Seeker: The Dark Is Rising (2007)

Rated: PG
Length: 94 Minutes
Grade: BBCB=B
Budget: Unknown.
Box Office: $9 million US, $22 million Intl, $6 million DVD

Directed by: David L. Cunningham, whose previous work was The Path to 9./11 and To End All Wars.
Starring: Alexander Ludwig, Christopher Eccleston, Ian McShane, Frances Conroy, James Cosmo, Jim Piddock, and Amelia Warner.

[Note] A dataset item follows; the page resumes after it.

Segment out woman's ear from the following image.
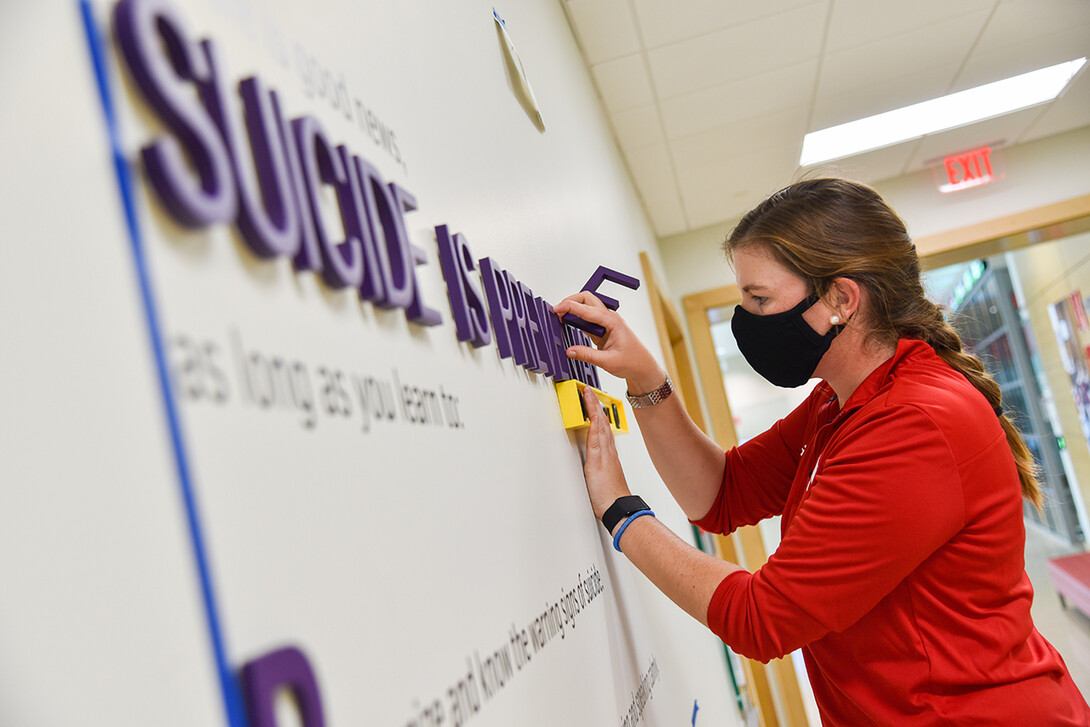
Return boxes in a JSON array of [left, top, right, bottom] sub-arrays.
[[828, 278, 862, 322]]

In this adaptation of the second book of Susan Cooper’s excellent Dark Is Rising series, Will Stanton begins to have strange experiences at the time of his birthday. He learns that he is a central figure in an epic battle between the powers of light an those of darkness and must battle his own uncertainties and the real dangers to find the ancient signs that will save the world from darkness.

Entertainment Value: B
I read these books in grade school, and loved them. Not quite as much as Lloyd Alexander’s Taran series, but I still loved them. But the movie, though good, was a little flat for me. As so often happens, the richness of the book, where the author can take time and put you into the story, just isn’t easy to bring to screen. Cooper, at 73, was not apparently involved in making the movie, and as critical reviews have noted, the story is significantly different from the book.

Superficial Content: B
Drugs/Alcohol A, Sexuality B, Violence C, Language A, Illegality A
The language is clean, and there is a minor romantic interest between a girl and a boy. But the real issue here will be supernatural scary weird magic stuff. In one scene, a flock of crows attack people a la The Birds, and one character is implied to have been killed. There are several scary battle sequences. I’d call it PG-8 or 9.

Significant Content: C
Good must fight evil, but the outcome is not guaranteed. Good and evil are both real forces, which makes this a semi-manichean movie rather than a Biblical one, even though it’s made by Christians. The weapons of choice are not natural, but supernatural. The family is large, which I like.

Artistic/Thought Value: B
It definitely had the feel of a Walden Media film, which isn’t a bad thing. Their films have a certain over-colored realism that I recognize immediately from Bridge to Terabithia, Mr. Magorium, and Charlotte’s Web. With the exception of Mr. Magorium, which was never a book, I generally would prefer to see kids read the books Walden makes into movies. They’re good movies, but they’re far better books.

Discussion Questions:
~Are people special because they have massive historical significance and supernatural powers or because they are made in the image of God? Which answer does this movie encourage?
Are the Old Ones like God or angels, or what? Is the worldview here one of a personal God and Satan or more like the Force of Star Wars? Is evil an actual force, or merely the absence of God? Does this movie represent a Biblical worldview in your opinion? Consider the way the dark and light seem very evenly matched and also the lack of a transcendent God governing things.
~This movie advocates the notion of sacred objects and sacred spaces of refuge. Is this a Biblical idea?
~Have you ever been wrong about who was really your friend? Have you ever been betrayed by someone you trusted? Have you ever felt the need to cover up a mistake you’ve made which then led you into deeper trouble?
~The Rider offers eternal beauty as a reward for helping him, think of some ways in which this offer is made to women in America in 2008. Who is the Rider, then?
Overall Grade: B
I found it enjoyable and action-filled. Certainly medium aged children will enjoy it as well. It may sound like a Harry Potter knock-off, but since the books predate Rowling by over 30 years, the likely truth is the other way around.